By translations $x\to x+c$ and symmetries $x\to-x$ you can reformulate your problem as
Find all $x_1,x_2,x_3,x_4,x_5$ integers that satisfy
$$
1+x_3+x_4 = x_1+x_2+x_5$$
with bounds
$$0\le x_1\le 5\qquad 0\le x_2\le 5\qquad 0\le x_5\le 6$$
$$0\le x_3\qquad 0\le x_4$$
Now, call $p(n)$ the number of triples $(x_1,x_2,x_5)$ such that $x_1+x_2+x_5=n$ and such that
$$0\le x_1\le 5\qquad 0\le x_2\le 5\qquad 0\le x_5\le 6$$
hold. In the same way, let $q(n)$ the number of couples $(x_3,x_4)$ such that $x_3+x_4=n$ and such that
$$0\le x_3\qquad 0\le x_4$$
hold.
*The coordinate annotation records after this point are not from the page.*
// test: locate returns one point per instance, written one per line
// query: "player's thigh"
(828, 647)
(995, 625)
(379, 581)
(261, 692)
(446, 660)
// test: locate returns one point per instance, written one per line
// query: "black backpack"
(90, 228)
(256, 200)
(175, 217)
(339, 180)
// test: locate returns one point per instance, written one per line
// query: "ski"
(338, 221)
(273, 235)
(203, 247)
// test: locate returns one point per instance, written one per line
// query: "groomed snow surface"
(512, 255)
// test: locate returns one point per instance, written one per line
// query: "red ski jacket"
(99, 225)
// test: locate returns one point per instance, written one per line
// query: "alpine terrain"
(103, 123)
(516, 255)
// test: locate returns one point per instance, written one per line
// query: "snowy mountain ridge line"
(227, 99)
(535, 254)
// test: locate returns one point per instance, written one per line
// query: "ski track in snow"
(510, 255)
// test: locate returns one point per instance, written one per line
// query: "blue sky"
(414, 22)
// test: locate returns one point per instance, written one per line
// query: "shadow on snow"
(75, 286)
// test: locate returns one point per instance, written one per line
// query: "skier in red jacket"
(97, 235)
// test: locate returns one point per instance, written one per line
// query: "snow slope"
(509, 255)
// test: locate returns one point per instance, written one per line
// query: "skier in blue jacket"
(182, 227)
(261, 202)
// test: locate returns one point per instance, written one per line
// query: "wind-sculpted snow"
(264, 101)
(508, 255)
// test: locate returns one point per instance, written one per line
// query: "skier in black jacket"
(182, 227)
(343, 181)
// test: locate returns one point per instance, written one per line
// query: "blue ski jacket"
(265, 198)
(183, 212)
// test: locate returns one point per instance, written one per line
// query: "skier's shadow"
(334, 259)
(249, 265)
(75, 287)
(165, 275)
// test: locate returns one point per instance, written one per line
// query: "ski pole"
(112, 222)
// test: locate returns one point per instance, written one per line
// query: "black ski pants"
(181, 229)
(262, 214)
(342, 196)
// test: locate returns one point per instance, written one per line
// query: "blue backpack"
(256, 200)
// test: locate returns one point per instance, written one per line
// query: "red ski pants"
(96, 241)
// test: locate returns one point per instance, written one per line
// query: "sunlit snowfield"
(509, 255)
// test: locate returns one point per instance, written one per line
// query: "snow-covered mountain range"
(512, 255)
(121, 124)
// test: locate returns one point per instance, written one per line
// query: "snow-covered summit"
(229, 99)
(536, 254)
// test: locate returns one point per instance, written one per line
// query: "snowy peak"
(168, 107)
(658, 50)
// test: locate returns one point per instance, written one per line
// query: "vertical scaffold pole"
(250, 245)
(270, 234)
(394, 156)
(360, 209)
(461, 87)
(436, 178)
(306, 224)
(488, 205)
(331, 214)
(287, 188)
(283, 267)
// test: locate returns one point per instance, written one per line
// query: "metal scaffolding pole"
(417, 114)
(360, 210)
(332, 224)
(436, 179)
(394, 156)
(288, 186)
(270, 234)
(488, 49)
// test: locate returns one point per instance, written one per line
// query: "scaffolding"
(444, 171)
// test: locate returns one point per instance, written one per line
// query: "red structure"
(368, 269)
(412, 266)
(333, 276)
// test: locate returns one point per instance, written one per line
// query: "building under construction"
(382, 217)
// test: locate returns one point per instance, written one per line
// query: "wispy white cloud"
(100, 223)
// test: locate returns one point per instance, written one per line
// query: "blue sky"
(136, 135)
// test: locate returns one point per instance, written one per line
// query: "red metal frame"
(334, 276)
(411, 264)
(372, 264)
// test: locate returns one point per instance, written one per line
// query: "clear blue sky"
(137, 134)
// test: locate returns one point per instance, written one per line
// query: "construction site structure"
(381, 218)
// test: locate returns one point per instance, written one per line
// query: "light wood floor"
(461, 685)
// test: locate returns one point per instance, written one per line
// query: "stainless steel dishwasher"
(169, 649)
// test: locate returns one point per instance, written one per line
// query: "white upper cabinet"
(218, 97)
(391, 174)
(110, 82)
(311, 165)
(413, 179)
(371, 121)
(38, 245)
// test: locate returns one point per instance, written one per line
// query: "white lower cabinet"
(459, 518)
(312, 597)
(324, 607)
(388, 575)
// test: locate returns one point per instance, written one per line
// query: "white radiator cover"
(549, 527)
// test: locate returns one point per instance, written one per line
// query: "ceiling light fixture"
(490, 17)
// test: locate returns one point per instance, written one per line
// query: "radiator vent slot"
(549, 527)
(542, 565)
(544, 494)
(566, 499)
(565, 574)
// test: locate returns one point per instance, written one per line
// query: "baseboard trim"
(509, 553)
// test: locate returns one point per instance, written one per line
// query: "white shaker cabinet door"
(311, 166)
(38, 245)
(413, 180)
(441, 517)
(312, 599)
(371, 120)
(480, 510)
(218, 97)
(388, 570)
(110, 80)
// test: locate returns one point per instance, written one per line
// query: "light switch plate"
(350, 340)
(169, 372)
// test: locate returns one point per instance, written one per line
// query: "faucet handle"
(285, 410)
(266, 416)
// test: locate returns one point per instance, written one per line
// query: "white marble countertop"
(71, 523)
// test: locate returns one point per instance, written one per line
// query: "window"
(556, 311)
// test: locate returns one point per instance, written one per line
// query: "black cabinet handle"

Your solution is
$$
p(1)q(0) + p(2)q(1) + p(3)q(2) + \dots + p(16)q(15).
$$
We know that $q(n)=n+1$, but $p(n)$ is much harder to compute, and I think must be done by a computer.
Let's do it with permutations/inclusion-exclusion.
First of all, a Toy Problem
Find all $x_1,x_2,x_3,x_4,x_5$ positive integers that satisfy
$$c+x_3+x_4 = x_1+x_2+x_5$$
where $c$ is an integer (may be negative) and with bound
$$c + x_3+x_4\le n$$
where $n$ is a positive integer.
Like before, let $p(m)$ the number of triples $(x_1,x_2,x_5)$ such that $x_1+x_2+x_5=m$ and let $q(m)$ the number of couples $(x_3,x_4)$ such that $x_3+x_4=m$. We know that
$$
p(m) = \frac{(m+2)(m+1)}2 = \binom{m+2}2 \qquad q(m) = m+1 = \binom{m+1}1
$$
The solution is
$$TP(c,n) = q(-c)p(0) + q(1-c)p(1) + \dots +q(n-c)p(n) $$
$$ = \binom {1-c}1\binom 22 + \binom {2-c}1\binom 32 + \dots + \binom {n-c+1}1\binom {n+2}2 $$
If we return to our first problem, we can operate an inclusion-exclusion method.
- First of all, we notice that $x_1+x_2+x_5\le 16$, so we can consider the Toy Problem with $c=1$ and $n=16$, so we get $TP(1,16)$.
- We have to respect the bounds, though, so we have to subtract the wrong solutions. How many solution are there with $x_5>6$? If we substitute $x_5 = 7 +z_5$ we get again the Toy Problem with
$$-6+x_3 + x_4 = x_1+x_2+z_5$$
so $c=-6$ and $n=16 -7=9$, so $TP(-6,9)$. If we do the same for $x_1,x_2$ we get $TP(-5,10)$ twice.
- Now we subtracted too much. For example we subtracted twice the (wrong) solutions with $x_1>5,x_2>5$ and we have to add them again. With the same substitutions as before, we get $TP(-11,4)$. Doing the same for the other couples, we get $TP(-12,3)$ twice.
The final answer is thus
$$TP(1,16) - TP(-6,9) - 2\cdot TP(-5,10) + TP(-11,4) + 2\cdot TP(-12,3) $$